Par bonheur, les physiciens et les physiologistes, en poussant leurs recherches, ont avancé les nôtres, et leurs découvertes sur les ondulations et les nerfs nous permettent de trouver ce que nous cherchions. — Ce qui provoque la sensation de son, c’est l’ébranlement du nerf acoustique ordinairement excité par la vibration de l’air extérieur ; de plus, on remarque en fait qu’en choisissant des ébranlements tous exactement semblables on provoque des sensations de son toutes exactement semblables. Tel est le cas pour la sirène de Cagniard Latour ou d’Helmholtz et pour la roue de Savart ; quand cette roue tourne d’un mouvement uniforme, ses dents également distantes frappent tour à tour une latte en passant, et cette succession régulière d’ébranlements pareils éveille en nous une succession régulière de sensations pareilles de son semblable. Or, tant que la roue tourne assez lentement, les sensations, étant discontinues, sont distinctes ; et chacune d’elles, étant composée, est un bruit. Mais si la roue se met à tourner avec une vitesse suffisante, une sensation nouvelle s’élève, celle d’un son musical. Parmi des restes de bruits qui persistent encore et continuent à être distincts, elle se dégage comme un événement d’espèce différente ; entre les diverses sensations élémentaires, qui constituaient chaque bruit, il en est une que l’opération a séparée ; désormais, celle-ci n’est plus distincte de la sensation élémentaire semblable qui la suit dans chacun des bruits suivants. Toutes ces semblables font maintenant ensemble une longue sensation continue ; leurs limites mutuelles se sont effacées ; l’expérience, comme une analyse chimique, a retiré une sensation élémentaire du groupe complexe où elle était incluse, pour la joindre à une sensation élémentaire absolument pareille et faire un composé nouveau, la sensation de son musical70.

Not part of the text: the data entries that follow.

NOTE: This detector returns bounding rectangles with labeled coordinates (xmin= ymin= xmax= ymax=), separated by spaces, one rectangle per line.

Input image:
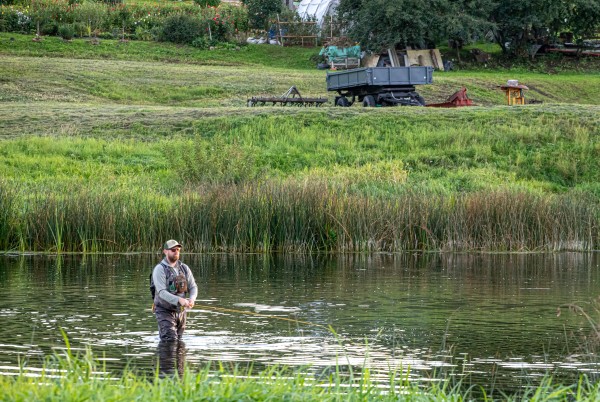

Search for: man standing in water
xmin=150 ymin=240 xmax=198 ymax=341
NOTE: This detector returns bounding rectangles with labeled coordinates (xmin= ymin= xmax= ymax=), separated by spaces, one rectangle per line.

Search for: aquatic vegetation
xmin=0 ymin=343 xmax=600 ymax=402
xmin=0 ymin=181 xmax=600 ymax=252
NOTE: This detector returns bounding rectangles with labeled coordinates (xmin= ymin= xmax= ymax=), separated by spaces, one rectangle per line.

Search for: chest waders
xmin=151 ymin=264 xmax=188 ymax=341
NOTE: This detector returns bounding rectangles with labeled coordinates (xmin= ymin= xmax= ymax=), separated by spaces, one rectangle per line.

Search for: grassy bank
xmin=0 ymin=351 xmax=600 ymax=402
xmin=0 ymin=34 xmax=600 ymax=252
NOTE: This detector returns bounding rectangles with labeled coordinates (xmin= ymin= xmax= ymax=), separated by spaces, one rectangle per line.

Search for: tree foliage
xmin=242 ymin=0 xmax=281 ymax=29
xmin=338 ymin=0 xmax=600 ymax=54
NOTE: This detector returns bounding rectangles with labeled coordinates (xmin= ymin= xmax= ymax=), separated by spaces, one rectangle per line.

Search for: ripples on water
xmin=0 ymin=254 xmax=600 ymax=387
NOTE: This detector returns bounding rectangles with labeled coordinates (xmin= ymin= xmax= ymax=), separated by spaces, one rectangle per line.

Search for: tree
xmin=490 ymin=0 xmax=600 ymax=55
xmin=443 ymin=0 xmax=494 ymax=62
xmin=338 ymin=0 xmax=492 ymax=51
xmin=242 ymin=0 xmax=281 ymax=30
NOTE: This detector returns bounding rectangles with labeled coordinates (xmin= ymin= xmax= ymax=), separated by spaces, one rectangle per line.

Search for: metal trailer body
xmin=327 ymin=66 xmax=433 ymax=106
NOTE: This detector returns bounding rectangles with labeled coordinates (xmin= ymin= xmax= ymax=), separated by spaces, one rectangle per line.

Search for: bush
xmin=242 ymin=0 xmax=281 ymax=29
xmin=194 ymin=0 xmax=221 ymax=7
xmin=159 ymin=14 xmax=203 ymax=44
xmin=58 ymin=24 xmax=75 ymax=40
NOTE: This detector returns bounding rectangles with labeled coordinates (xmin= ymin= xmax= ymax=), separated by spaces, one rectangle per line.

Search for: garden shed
xmin=296 ymin=0 xmax=340 ymax=25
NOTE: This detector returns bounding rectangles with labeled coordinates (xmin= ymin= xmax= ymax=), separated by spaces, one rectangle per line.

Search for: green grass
xmin=0 ymin=347 xmax=600 ymax=402
xmin=0 ymin=34 xmax=600 ymax=251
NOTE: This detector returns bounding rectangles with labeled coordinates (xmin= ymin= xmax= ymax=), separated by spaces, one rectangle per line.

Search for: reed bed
xmin=0 ymin=180 xmax=600 ymax=253
xmin=0 ymin=347 xmax=600 ymax=402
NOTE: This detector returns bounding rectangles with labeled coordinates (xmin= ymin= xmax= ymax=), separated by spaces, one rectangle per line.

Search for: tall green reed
xmin=0 ymin=180 xmax=600 ymax=252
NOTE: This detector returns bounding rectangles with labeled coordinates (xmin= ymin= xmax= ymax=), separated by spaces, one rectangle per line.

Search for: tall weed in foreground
xmin=0 ymin=346 xmax=600 ymax=402
xmin=0 ymin=180 xmax=18 ymax=250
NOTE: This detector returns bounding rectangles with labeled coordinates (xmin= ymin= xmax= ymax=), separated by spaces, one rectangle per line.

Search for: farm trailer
xmin=327 ymin=66 xmax=433 ymax=107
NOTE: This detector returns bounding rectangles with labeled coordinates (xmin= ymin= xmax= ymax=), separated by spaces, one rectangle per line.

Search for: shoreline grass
xmin=0 ymin=34 xmax=600 ymax=252
xmin=0 ymin=347 xmax=600 ymax=402
xmin=0 ymin=183 xmax=600 ymax=253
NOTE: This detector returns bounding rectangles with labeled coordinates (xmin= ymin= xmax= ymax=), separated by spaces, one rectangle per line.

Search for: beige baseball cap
xmin=163 ymin=239 xmax=183 ymax=250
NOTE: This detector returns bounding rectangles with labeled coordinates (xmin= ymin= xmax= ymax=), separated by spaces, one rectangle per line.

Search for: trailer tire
xmin=363 ymin=95 xmax=375 ymax=107
xmin=335 ymin=96 xmax=350 ymax=107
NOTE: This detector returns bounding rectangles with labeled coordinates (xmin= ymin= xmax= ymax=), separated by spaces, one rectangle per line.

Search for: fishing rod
xmin=194 ymin=304 xmax=331 ymax=331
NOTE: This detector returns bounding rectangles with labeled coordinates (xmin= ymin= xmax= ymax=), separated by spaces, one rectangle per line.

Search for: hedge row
xmin=0 ymin=0 xmax=248 ymax=43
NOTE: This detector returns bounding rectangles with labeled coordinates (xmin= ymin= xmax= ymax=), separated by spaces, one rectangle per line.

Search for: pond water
xmin=0 ymin=253 xmax=600 ymax=389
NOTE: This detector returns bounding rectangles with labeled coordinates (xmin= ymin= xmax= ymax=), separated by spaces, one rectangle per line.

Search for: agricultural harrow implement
xmin=248 ymin=86 xmax=327 ymax=107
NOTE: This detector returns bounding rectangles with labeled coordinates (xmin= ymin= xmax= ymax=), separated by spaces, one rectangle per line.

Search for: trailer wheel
xmin=363 ymin=95 xmax=375 ymax=107
xmin=336 ymin=96 xmax=350 ymax=107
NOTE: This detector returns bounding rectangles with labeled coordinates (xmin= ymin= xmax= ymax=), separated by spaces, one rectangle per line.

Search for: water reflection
xmin=0 ymin=253 xmax=600 ymax=392
xmin=157 ymin=340 xmax=187 ymax=378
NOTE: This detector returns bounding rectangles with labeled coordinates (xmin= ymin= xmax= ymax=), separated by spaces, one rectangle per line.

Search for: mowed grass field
xmin=0 ymin=34 xmax=600 ymax=251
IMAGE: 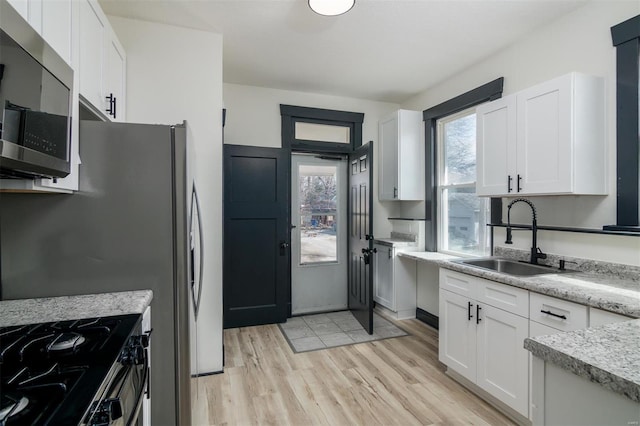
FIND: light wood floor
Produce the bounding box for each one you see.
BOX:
[192,320,513,426]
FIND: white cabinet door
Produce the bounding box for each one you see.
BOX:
[378,114,398,201]
[438,288,476,383]
[373,244,396,312]
[476,95,517,195]
[476,73,607,196]
[476,304,529,417]
[79,0,106,114]
[516,74,573,194]
[42,0,72,64]
[378,110,425,201]
[105,37,126,121]
[7,0,29,21]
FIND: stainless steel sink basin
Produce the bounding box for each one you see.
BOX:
[454,257,563,277]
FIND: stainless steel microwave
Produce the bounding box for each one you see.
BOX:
[0,1,73,178]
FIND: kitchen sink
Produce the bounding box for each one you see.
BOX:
[453,257,563,277]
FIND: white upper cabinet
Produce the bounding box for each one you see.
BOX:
[80,0,126,121]
[476,73,606,196]
[42,0,74,65]
[80,0,106,111]
[105,37,127,121]
[378,110,425,201]
[8,0,73,65]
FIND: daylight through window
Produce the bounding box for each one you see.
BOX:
[436,108,490,255]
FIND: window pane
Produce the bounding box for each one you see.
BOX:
[441,188,489,255]
[295,121,351,144]
[298,165,338,265]
[440,113,476,185]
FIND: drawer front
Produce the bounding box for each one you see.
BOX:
[589,307,633,327]
[476,280,529,318]
[439,268,482,299]
[529,293,587,331]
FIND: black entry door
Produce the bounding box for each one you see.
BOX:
[349,142,373,334]
[223,145,289,328]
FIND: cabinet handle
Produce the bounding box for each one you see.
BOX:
[105,93,115,115]
[540,309,567,319]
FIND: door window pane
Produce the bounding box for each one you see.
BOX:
[441,114,476,185]
[298,165,339,265]
[294,121,351,144]
[442,188,489,256]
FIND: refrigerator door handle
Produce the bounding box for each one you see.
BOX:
[190,182,204,319]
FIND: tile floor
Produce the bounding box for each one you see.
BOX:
[278,311,407,352]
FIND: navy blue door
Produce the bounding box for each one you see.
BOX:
[223,145,290,328]
[349,142,373,334]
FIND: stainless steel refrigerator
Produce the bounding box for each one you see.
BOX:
[0,121,202,425]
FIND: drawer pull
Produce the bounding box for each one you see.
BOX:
[540,309,567,319]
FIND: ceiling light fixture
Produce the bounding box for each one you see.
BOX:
[309,0,356,16]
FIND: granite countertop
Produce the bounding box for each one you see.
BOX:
[524,320,640,402]
[399,250,640,402]
[437,261,640,318]
[373,231,419,248]
[373,238,418,247]
[398,251,459,265]
[0,290,153,327]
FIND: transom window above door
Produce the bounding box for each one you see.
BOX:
[294,121,351,144]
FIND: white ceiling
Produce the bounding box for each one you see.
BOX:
[100,0,589,103]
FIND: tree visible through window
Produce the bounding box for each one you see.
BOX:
[437,108,489,255]
[298,165,338,264]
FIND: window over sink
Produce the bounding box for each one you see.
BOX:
[436,107,490,256]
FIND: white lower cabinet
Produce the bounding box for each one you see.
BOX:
[439,269,529,417]
[476,305,529,416]
[142,306,151,426]
[373,244,417,319]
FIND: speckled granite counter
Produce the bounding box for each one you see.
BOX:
[398,251,459,265]
[0,290,153,327]
[524,320,640,402]
[373,238,418,247]
[438,261,640,318]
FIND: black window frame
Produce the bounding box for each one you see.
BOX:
[603,15,640,233]
[422,77,504,251]
[280,104,364,154]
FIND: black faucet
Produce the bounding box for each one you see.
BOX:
[504,198,547,265]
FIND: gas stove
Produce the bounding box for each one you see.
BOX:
[0,314,148,426]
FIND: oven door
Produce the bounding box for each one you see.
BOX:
[88,351,149,426]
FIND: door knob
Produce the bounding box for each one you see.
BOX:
[280,241,289,256]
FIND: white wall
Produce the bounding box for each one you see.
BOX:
[109,17,222,372]
[223,83,404,237]
[402,0,640,265]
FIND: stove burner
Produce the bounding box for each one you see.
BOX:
[0,395,29,424]
[47,332,86,352]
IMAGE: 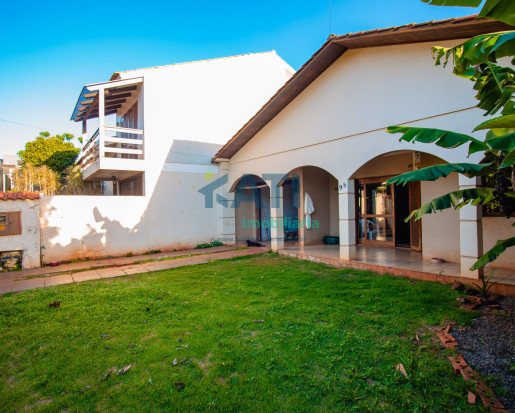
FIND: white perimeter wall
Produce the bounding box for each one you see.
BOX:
[0,199,40,268]
[224,41,515,268]
[120,52,295,195]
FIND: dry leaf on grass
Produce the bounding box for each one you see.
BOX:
[395,363,408,378]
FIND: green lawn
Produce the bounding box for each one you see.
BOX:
[0,254,481,412]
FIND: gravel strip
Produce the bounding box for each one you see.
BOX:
[451,297,515,412]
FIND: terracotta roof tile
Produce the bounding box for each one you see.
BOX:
[0,191,40,201]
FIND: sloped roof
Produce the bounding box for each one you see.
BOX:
[213,15,514,160]
[110,50,284,80]
[0,191,40,201]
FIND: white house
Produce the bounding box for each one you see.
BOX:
[37,16,515,277]
[41,52,294,262]
[214,16,515,277]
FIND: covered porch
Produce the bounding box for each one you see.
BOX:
[279,244,515,295]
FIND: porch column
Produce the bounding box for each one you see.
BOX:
[338,180,356,261]
[215,161,237,245]
[270,186,284,251]
[459,175,484,278]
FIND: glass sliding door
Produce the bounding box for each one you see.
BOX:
[357,178,395,245]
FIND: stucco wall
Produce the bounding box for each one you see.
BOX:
[121,52,294,195]
[302,166,331,245]
[0,199,40,268]
[420,174,460,263]
[41,171,218,263]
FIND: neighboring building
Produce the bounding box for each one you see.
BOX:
[41,52,294,262]
[37,16,515,277]
[0,155,19,192]
[72,52,295,196]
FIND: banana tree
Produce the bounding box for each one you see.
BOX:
[387,0,515,270]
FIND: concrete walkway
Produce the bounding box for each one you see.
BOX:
[0,245,268,294]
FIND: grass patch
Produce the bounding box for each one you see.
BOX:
[0,254,482,412]
[143,250,161,255]
[195,241,224,250]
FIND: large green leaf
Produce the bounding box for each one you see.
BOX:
[485,132,515,151]
[422,0,481,7]
[386,126,490,155]
[386,163,492,185]
[479,0,515,26]
[406,188,496,222]
[470,237,515,271]
[474,115,515,131]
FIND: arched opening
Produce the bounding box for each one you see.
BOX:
[281,166,339,246]
[231,175,271,242]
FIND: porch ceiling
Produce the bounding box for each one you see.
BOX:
[213,15,514,161]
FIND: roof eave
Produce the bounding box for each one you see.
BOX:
[213,15,514,161]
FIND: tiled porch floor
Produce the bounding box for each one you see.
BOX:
[284,245,515,285]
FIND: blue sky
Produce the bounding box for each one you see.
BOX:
[0,0,484,155]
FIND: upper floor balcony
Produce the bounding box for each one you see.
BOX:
[71,78,145,181]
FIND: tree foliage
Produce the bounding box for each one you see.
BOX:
[387,0,515,270]
[12,163,61,195]
[18,132,80,176]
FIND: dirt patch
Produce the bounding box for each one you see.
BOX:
[141,331,157,341]
[451,297,515,412]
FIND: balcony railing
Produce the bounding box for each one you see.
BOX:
[80,126,144,170]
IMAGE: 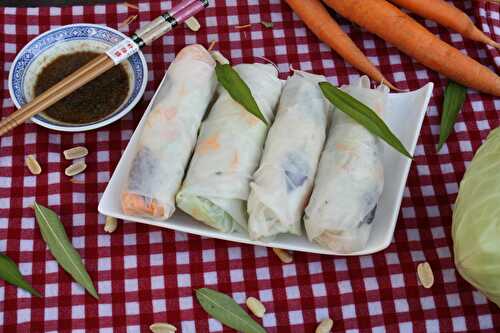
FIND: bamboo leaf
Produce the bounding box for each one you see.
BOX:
[437,81,467,152]
[0,253,42,297]
[319,82,412,158]
[215,63,267,125]
[196,288,266,333]
[33,202,99,299]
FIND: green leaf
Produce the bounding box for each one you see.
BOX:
[319,82,412,158]
[33,202,99,299]
[215,63,267,125]
[196,288,266,333]
[437,81,467,151]
[0,253,42,297]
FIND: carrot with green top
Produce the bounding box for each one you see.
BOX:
[285,0,398,90]
[324,0,500,96]
[390,0,500,49]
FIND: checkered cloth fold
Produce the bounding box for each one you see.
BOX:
[0,0,500,333]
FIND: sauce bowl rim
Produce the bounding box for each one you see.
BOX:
[8,23,148,132]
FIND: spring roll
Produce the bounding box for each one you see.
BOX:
[177,64,282,232]
[248,71,330,239]
[121,45,217,220]
[304,76,389,253]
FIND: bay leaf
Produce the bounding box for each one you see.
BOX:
[319,82,412,158]
[437,81,467,151]
[215,63,267,125]
[0,253,42,297]
[196,288,266,333]
[33,202,99,299]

Mais si, parmi les sons musicaux, on en choisit un très grave, par exemple l’octave inférieure de l’orgue, on s’aperçoit que les sensations élémentaires, quoique formant alors un tout continu, ce qui est nécessaire pour que le son soit musical, y restent cependant distinctes jusqu’à un certain degré71. « Plus le son est bas, mieux l’oreille y distingue les pulsations successives de l’air. » Il est encore très voisin d’un bourdonnement, c’est-à-dire d’un simple bruit. On y démêle les sensations élémentaires ; on reconnaît que chacune d’elles comprend un renflement et un abaissement, c’est-à-dire une augmentation et une diminution d’intensité ; on peut remarquer les limites de chacune d’elles ; ces limites ne sont qu’à demi effacées. Si on la compare à la sensation élémentaire correspondante d’un son plus aigu, elle occupe plus d’étendue dans le temps. De plus, son maximum ou renflement est plus éloigné dans le temps du maximum ou renflement de la suivante. La sensation totale est ainsi composée de molécules plus grosses et de maxima plus espacés. À ce titre, elle est ce qu’on nomme un son large ou grave. Nous saisissons ici la sensation élémentaire dont les combinaisons différentes suffisent à expliquer toutes les sensations du son.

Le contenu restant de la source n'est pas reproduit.